I don't think that's the case. Everyone is simply trying to give advice that OP doesn't desire. (I've tried to keep most of my responses focused on the cluster reading issue.) He's said he already has a backup strategy. This seems to have come performance optimization, a way to more quickly recover the data than pulling it from backups, by knowing whether the cluster size can help or hinder using the RAR recovery record if this particular form of corruption occurs. I believe OP realizes that if bad sectors appear or at least if they are increasing over time, moving the data off of that drive should become a priority, but if it takes 15 times as long to pull it from a backup as it does to transfer it from drive to drive, being able to repair and verify the data on the drive becomes a reasonable desire.

I assume the only reason for keeping all this on an "archive drive" is quick access versus getting the files from your other backup methods, and maybe the cost of those other methods.

Honestly, if you have full copies of the files, and could recover one or two that got corrupted, just generating MD5 hashes of each of them and comparing them every few months seems like it would be way easier and reliable, if they're not so huge as to make pulling them from the other backup location take forever. But if your RAR test identifies only one or two bad files it seems like it would be just as simple to pull them from the other backup than to try to repair anyway.
 
Last edited:
You are simply not listening (...)

Most of your post is out of topic and assuming that I don't already know everything you say and that I don't already do most of it.
I just cut on having only 2 copies of certain data instead of 3 because they are less important and the whole thing became expensive enough already and I'm aware that this increases risk to some extent. I agree that having 3 copies is ideal.


This seems to have come performance optimization,

Correct, it's a question of optimisation for a choice that I have to make now, a choice that probably does not have huge consequence but that I need to at this point... Which is to choose Allocation Unit Size at the time I'm moving two 10 TB archive volumes to one 26 TB archive volume (two copies in this case).

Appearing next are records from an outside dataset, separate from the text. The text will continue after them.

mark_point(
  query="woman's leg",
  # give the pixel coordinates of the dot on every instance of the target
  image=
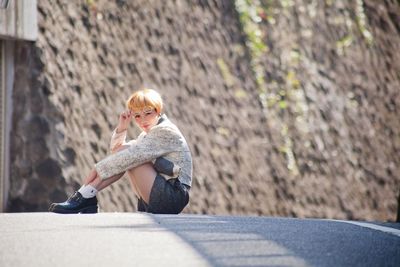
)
(100, 184)
(142, 179)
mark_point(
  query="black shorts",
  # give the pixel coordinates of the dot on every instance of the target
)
(166, 197)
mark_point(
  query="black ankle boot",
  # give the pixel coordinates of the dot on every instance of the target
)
(75, 204)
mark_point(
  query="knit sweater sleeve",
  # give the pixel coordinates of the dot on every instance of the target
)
(158, 142)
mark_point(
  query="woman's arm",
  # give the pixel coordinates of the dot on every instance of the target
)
(158, 142)
(118, 137)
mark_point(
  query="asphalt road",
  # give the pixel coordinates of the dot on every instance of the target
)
(138, 239)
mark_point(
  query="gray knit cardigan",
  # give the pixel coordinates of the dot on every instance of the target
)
(164, 146)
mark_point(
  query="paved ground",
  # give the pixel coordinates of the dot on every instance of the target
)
(137, 239)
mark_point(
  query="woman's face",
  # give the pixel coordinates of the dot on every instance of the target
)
(145, 118)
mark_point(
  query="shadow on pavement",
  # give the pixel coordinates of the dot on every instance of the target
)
(260, 241)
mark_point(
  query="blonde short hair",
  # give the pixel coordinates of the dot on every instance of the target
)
(145, 98)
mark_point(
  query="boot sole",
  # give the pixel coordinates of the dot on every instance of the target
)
(86, 210)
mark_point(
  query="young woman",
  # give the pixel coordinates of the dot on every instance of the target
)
(158, 162)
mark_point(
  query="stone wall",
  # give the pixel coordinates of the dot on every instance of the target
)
(328, 148)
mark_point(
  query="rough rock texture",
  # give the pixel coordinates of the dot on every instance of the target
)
(327, 145)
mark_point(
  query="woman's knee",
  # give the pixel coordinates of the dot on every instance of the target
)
(143, 170)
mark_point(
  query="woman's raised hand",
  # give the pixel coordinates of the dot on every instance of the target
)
(124, 119)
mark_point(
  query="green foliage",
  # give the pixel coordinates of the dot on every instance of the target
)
(362, 22)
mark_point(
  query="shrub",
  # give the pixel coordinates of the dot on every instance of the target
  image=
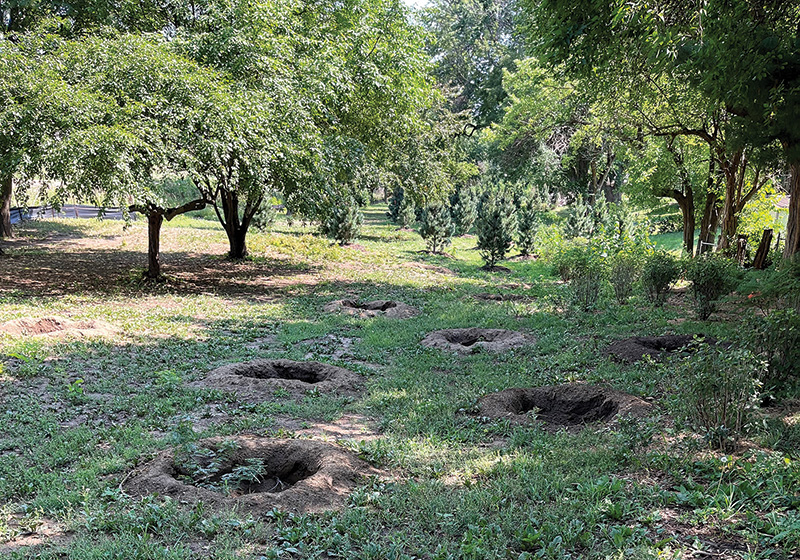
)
(463, 210)
(718, 390)
(495, 226)
(624, 270)
(435, 227)
(566, 259)
(588, 272)
(712, 276)
(265, 216)
(343, 223)
(660, 270)
(401, 209)
(527, 225)
(776, 338)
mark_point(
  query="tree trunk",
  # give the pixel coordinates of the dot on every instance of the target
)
(689, 224)
(6, 190)
(235, 228)
(708, 224)
(762, 253)
(793, 226)
(154, 221)
(730, 218)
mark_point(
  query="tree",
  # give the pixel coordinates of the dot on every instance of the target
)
(435, 227)
(463, 209)
(496, 225)
(739, 54)
(473, 42)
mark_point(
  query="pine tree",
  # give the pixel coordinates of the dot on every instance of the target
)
(436, 227)
(527, 224)
(343, 222)
(496, 225)
(463, 209)
(580, 220)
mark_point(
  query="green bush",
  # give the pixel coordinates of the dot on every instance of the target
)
(718, 390)
(586, 270)
(712, 277)
(660, 270)
(527, 226)
(776, 338)
(264, 218)
(343, 223)
(495, 226)
(463, 210)
(401, 209)
(435, 227)
(624, 270)
(775, 332)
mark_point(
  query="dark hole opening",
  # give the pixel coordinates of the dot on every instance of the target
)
(561, 410)
(307, 373)
(371, 305)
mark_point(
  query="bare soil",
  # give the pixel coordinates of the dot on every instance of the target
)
(258, 380)
(298, 476)
(569, 405)
(633, 349)
(57, 327)
(486, 296)
(386, 308)
(471, 340)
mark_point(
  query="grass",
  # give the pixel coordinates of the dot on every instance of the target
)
(78, 415)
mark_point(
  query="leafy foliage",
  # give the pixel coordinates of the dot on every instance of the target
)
(712, 276)
(659, 272)
(496, 225)
(463, 209)
(343, 222)
(436, 227)
(719, 389)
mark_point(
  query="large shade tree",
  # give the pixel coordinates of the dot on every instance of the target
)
(742, 54)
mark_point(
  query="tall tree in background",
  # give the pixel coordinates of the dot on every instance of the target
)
(742, 54)
(471, 43)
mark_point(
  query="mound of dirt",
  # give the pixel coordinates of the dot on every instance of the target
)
(468, 341)
(387, 308)
(633, 349)
(569, 405)
(486, 296)
(57, 327)
(258, 380)
(254, 474)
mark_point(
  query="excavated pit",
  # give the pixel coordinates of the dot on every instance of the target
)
(630, 350)
(56, 327)
(261, 380)
(254, 474)
(468, 341)
(386, 308)
(570, 405)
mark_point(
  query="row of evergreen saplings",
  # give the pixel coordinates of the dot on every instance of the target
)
(500, 218)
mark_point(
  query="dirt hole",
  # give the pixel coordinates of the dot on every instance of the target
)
(370, 305)
(254, 474)
(263, 380)
(633, 349)
(57, 327)
(474, 339)
(307, 372)
(212, 468)
(569, 405)
(387, 308)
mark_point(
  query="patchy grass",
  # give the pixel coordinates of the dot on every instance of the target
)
(77, 415)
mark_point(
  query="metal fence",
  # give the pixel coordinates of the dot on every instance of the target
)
(66, 211)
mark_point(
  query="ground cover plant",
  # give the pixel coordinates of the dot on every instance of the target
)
(81, 414)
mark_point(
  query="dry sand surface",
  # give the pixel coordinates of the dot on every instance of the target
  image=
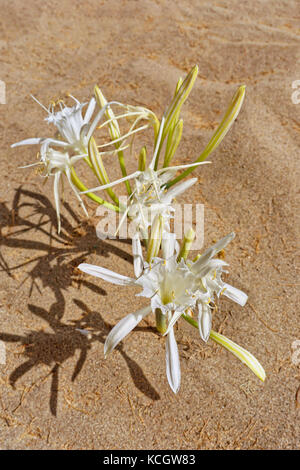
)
(56, 389)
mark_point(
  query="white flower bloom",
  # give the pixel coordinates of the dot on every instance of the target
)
(55, 163)
(173, 287)
(74, 129)
(149, 197)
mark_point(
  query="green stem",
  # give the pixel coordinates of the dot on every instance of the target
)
(242, 354)
(227, 121)
(79, 184)
(186, 245)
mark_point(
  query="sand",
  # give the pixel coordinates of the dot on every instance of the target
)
(56, 390)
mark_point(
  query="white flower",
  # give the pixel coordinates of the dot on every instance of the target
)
(74, 129)
(173, 287)
(55, 163)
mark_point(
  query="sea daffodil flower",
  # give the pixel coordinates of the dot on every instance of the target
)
(150, 197)
(174, 286)
(73, 128)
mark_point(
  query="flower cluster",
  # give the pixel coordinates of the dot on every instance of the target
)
(177, 287)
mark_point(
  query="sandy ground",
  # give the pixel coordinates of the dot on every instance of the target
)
(56, 389)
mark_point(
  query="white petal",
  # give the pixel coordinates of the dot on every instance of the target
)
(235, 294)
(56, 199)
(106, 274)
(138, 261)
(123, 328)
(89, 111)
(162, 123)
(204, 321)
(32, 141)
(172, 362)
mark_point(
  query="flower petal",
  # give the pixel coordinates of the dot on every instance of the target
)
(106, 274)
(172, 362)
(32, 141)
(138, 260)
(235, 294)
(123, 328)
(89, 111)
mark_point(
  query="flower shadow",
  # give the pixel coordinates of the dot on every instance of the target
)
(31, 225)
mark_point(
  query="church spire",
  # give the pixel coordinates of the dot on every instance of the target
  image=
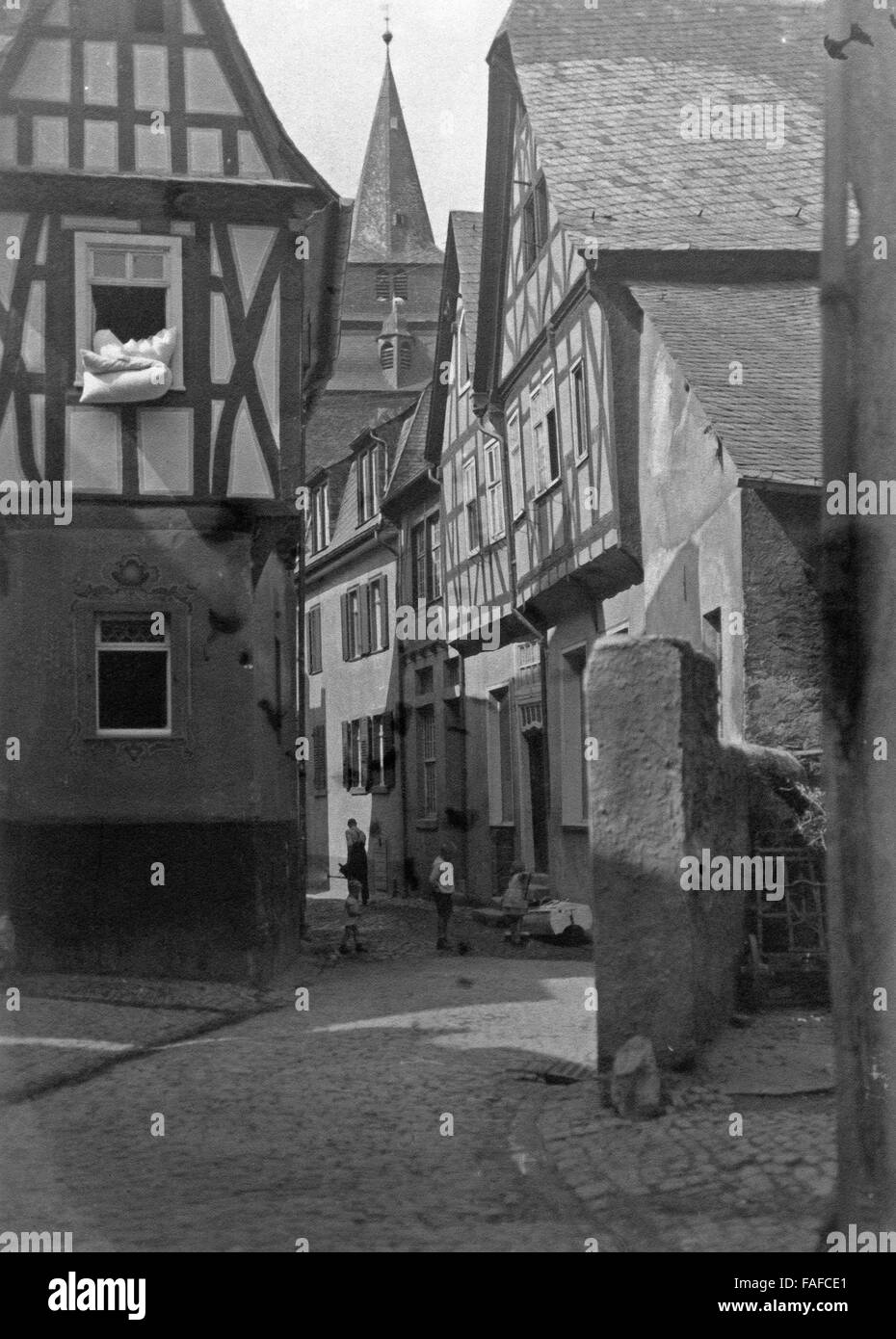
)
(391, 223)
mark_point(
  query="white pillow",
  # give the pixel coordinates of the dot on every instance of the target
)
(161, 346)
(127, 387)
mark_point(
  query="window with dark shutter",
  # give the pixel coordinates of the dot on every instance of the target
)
(313, 641)
(347, 768)
(388, 751)
(363, 752)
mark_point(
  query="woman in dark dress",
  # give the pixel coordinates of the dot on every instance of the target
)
(356, 864)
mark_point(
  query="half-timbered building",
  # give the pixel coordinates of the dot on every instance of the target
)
(171, 274)
(645, 386)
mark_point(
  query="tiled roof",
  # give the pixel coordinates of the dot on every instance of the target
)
(467, 243)
(342, 416)
(772, 423)
(606, 89)
(391, 223)
(411, 459)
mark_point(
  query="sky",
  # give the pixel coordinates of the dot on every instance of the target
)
(322, 65)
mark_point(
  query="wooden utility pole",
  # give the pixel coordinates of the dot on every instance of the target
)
(858, 588)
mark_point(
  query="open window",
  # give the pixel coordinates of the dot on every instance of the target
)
(131, 285)
(133, 669)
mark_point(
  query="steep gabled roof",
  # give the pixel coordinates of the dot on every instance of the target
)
(460, 278)
(606, 89)
(391, 223)
(771, 425)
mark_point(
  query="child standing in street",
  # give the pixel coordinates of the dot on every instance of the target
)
(354, 906)
(442, 888)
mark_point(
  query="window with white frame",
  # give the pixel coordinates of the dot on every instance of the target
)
(371, 477)
(426, 765)
(472, 508)
(133, 671)
(579, 410)
(500, 757)
(573, 722)
(319, 518)
(493, 490)
(514, 452)
(544, 435)
(131, 285)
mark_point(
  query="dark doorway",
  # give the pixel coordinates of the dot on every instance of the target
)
(536, 742)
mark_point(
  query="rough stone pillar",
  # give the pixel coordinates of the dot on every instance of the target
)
(662, 788)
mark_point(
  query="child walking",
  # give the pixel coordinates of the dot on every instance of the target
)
(442, 888)
(354, 908)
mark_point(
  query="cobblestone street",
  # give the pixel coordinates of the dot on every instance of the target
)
(326, 1123)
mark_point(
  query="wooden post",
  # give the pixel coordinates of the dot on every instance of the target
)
(858, 590)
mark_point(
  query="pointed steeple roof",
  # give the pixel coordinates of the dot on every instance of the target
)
(391, 223)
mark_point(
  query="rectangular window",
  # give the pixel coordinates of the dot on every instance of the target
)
(313, 647)
(319, 758)
(514, 450)
(472, 508)
(493, 490)
(579, 411)
(500, 758)
(378, 614)
(319, 518)
(371, 470)
(351, 624)
(133, 675)
(131, 287)
(575, 765)
(544, 428)
(426, 559)
(426, 801)
(382, 752)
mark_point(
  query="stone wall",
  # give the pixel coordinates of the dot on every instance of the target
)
(662, 788)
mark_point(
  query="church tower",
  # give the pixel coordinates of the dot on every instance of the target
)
(391, 296)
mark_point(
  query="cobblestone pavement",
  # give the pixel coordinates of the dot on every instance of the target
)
(326, 1123)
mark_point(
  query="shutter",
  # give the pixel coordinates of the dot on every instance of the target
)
(347, 754)
(364, 726)
(388, 750)
(363, 617)
(343, 603)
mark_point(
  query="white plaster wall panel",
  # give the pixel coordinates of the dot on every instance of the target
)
(38, 432)
(100, 72)
(222, 343)
(100, 146)
(165, 450)
(250, 247)
(250, 476)
(217, 408)
(33, 335)
(9, 141)
(94, 450)
(11, 225)
(150, 78)
(191, 21)
(58, 14)
(250, 160)
(50, 143)
(151, 150)
(267, 364)
(10, 463)
(45, 75)
(203, 153)
(206, 89)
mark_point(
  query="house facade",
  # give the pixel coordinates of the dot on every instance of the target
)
(357, 454)
(171, 281)
(642, 449)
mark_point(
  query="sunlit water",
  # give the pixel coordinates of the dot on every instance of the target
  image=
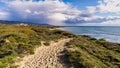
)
(110, 33)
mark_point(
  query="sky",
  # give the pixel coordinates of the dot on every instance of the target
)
(62, 12)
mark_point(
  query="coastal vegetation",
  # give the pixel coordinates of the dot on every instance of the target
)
(82, 51)
(18, 40)
(87, 52)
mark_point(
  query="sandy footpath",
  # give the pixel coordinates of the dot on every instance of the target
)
(46, 56)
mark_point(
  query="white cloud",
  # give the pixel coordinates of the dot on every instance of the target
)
(109, 6)
(59, 13)
(48, 11)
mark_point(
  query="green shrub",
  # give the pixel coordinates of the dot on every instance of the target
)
(47, 43)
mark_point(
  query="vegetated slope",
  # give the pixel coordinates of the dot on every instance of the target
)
(47, 56)
(86, 52)
(19, 40)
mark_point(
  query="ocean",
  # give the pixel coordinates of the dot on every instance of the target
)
(110, 33)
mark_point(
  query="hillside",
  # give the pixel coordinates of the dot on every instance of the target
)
(20, 41)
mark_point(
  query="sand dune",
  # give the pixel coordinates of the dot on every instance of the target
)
(47, 56)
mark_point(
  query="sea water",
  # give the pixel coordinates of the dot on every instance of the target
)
(110, 33)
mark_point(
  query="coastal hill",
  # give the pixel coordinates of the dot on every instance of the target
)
(35, 46)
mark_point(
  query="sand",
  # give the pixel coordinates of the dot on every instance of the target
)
(47, 56)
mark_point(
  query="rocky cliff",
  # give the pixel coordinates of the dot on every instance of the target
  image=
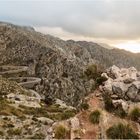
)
(60, 64)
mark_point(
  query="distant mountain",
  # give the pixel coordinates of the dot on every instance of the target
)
(106, 46)
(60, 64)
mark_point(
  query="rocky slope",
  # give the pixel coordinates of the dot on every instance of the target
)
(59, 63)
(34, 65)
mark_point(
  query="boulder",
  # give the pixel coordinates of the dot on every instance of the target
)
(107, 88)
(119, 88)
(45, 120)
(114, 71)
(125, 85)
(132, 93)
(121, 102)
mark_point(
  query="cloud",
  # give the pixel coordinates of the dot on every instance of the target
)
(93, 19)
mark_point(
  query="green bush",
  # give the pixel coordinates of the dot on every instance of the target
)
(119, 111)
(16, 131)
(108, 103)
(61, 132)
(100, 80)
(121, 131)
(94, 117)
(67, 114)
(84, 106)
(135, 114)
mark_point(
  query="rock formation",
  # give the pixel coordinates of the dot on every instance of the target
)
(123, 83)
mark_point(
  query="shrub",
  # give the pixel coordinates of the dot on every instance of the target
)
(100, 80)
(135, 114)
(61, 132)
(16, 131)
(95, 117)
(67, 114)
(121, 131)
(108, 103)
(38, 136)
(84, 106)
(119, 111)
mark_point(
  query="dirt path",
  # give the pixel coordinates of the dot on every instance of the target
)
(90, 131)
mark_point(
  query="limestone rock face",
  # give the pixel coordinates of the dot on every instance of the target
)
(123, 83)
(60, 64)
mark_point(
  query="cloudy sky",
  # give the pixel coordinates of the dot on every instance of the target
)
(115, 22)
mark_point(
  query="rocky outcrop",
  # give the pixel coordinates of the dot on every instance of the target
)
(60, 64)
(124, 83)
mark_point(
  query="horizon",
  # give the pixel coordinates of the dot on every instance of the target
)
(97, 21)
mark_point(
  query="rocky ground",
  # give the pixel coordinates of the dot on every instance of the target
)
(49, 87)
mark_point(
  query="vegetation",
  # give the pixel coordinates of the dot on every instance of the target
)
(95, 117)
(119, 111)
(38, 136)
(100, 80)
(61, 132)
(135, 114)
(14, 131)
(67, 114)
(108, 103)
(84, 106)
(121, 131)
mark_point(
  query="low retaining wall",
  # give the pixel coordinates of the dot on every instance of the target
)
(27, 82)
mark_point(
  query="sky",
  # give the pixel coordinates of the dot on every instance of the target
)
(114, 22)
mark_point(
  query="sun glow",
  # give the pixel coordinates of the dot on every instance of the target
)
(130, 46)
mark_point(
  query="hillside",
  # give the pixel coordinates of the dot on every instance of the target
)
(50, 88)
(60, 63)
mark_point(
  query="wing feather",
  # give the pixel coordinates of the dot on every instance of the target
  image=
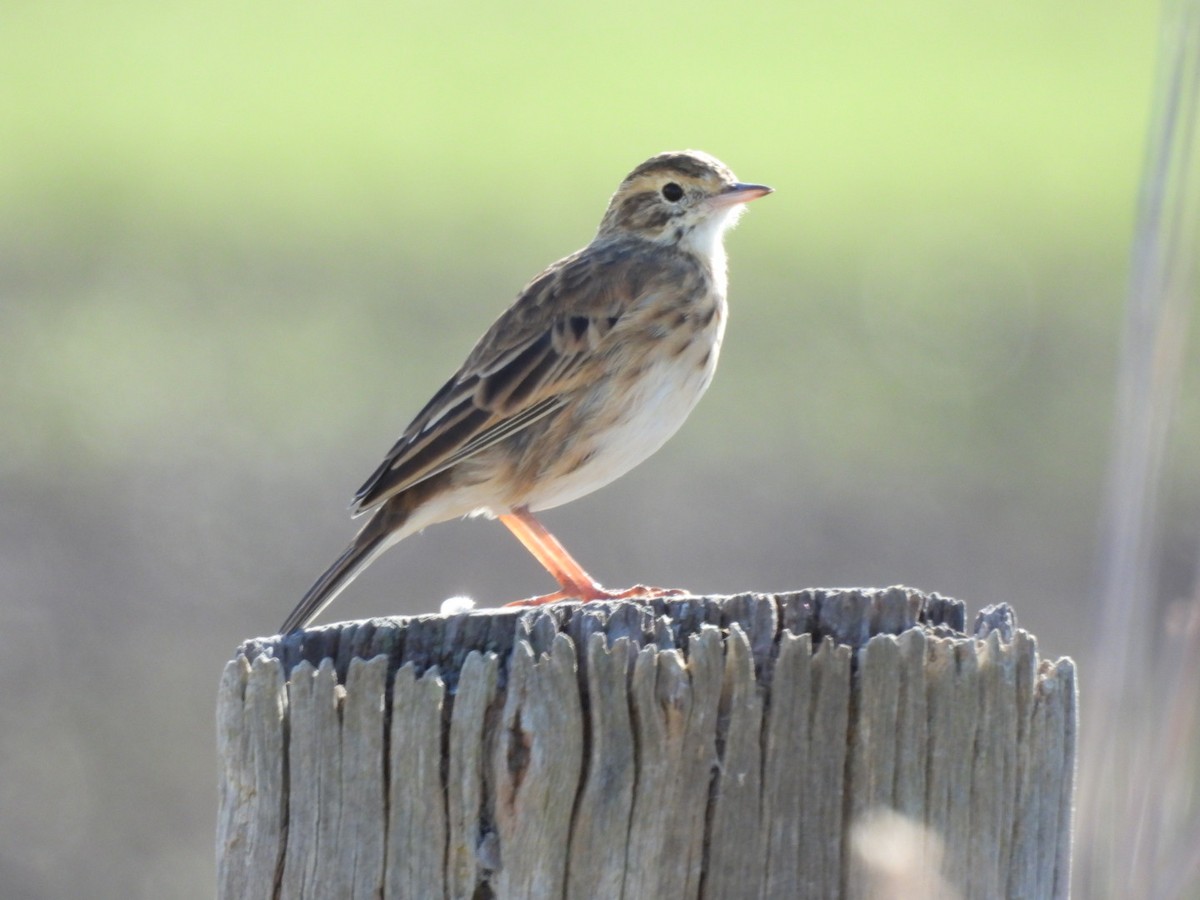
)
(525, 367)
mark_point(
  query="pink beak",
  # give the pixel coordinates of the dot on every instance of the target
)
(741, 192)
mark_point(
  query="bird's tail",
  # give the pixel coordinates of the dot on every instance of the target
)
(383, 529)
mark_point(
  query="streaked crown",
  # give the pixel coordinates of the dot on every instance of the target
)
(682, 197)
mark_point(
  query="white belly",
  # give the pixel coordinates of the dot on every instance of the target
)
(665, 396)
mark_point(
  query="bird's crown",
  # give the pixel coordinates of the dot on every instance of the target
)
(678, 197)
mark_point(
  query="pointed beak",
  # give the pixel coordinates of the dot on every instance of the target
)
(741, 192)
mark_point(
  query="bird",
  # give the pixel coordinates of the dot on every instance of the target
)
(597, 363)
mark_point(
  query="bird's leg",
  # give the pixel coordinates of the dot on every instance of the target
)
(573, 580)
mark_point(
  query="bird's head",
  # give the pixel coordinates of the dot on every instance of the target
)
(685, 198)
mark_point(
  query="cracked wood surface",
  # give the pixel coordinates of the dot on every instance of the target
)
(688, 748)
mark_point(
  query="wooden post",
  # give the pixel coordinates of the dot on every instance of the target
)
(815, 744)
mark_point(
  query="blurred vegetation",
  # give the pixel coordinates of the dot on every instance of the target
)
(240, 244)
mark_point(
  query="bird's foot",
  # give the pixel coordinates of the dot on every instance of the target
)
(591, 593)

a way to more quickly recover the data than pulling it from backups,
Not exactly. What I'm hoping for is to select Allocation Unit Size that can make the (bi-annually/yearly) RAR testing of the entire drive slightly faster. Because previously it could already take more than 24 hours for a drive to get tested, and getting a bigger drive will take even long. (On the other hand, I upgraded one of my computers recently, but I rather run these long test sessions one of my secondary computers.)

by knowing whether the cluster size can help or hinder using the RAR recovery record if this particular form of corruption occurs.

Yes.

I believe OP realizes that if bad sectors appear or at least if they are increasing over time, moving the data off of that drive should become a priority,

Yes, and that's the reason why I'm merging these archive volumes, because one of the drives started showing corruption.
(And I'll resell the remaining OK-drives or use them for something else. I run some secure erase process if I re-sell them.)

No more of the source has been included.